The findings of this study are in close agreement with previous studies [34,36,37,38,39] that applied sentiment analysis to analyze people’s attitudes regarding public health. Although the algorithm details of these studies are different, all of these studies demonstrated that sentiment scores could reflect people’s attitudes. Additionally, the overall sentiment scores were consistently low, which matches the expectation that the negative attitude of the overall population to the COVID-19 pandemic was strong from March 2020 to June 2020.
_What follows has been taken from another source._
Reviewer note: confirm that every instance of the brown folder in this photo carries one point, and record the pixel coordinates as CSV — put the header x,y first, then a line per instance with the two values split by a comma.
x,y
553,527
This study also explored the feasibility of building such a system at the beginning of a pandemic based on a pretrained model and early tweets. We proposed two data preprocessing modes, which are the close mode and the complete mode, for improving the performances of early trained models by balancing the training data set. Both modes achieved a significant performance improvement and outperformed the original early trained models. Both modes have shown an evident advantage in the computation of overall sentiment scores, which is evaluated by ASSE. This advantage meets the need of policy surveillance systems, which also focus on overall sentiment changes. The close mode is less labor-intensive, while the complete mode obtains higher overall accuracy. Therefore, if the surveillance system is very limited in manpower for data preprocessing, we recommend the close mode. Otherwise, the complete mode is suggested.

It is also worth noting that the current study did not conduct the sentiment analysis based on geographical and demographical information. For example, the current study cannot rule out the presence of tweets that may have been made by non-residents of a specific country, e.g., the United States, or a specific location of a country, e.g., Tennessee. As such, it did not investigate the sentiment changes towards the stay-at-home order in Tennessee. Our future work will address this issue by utilizing geographical and demographical information in sentiment analysis.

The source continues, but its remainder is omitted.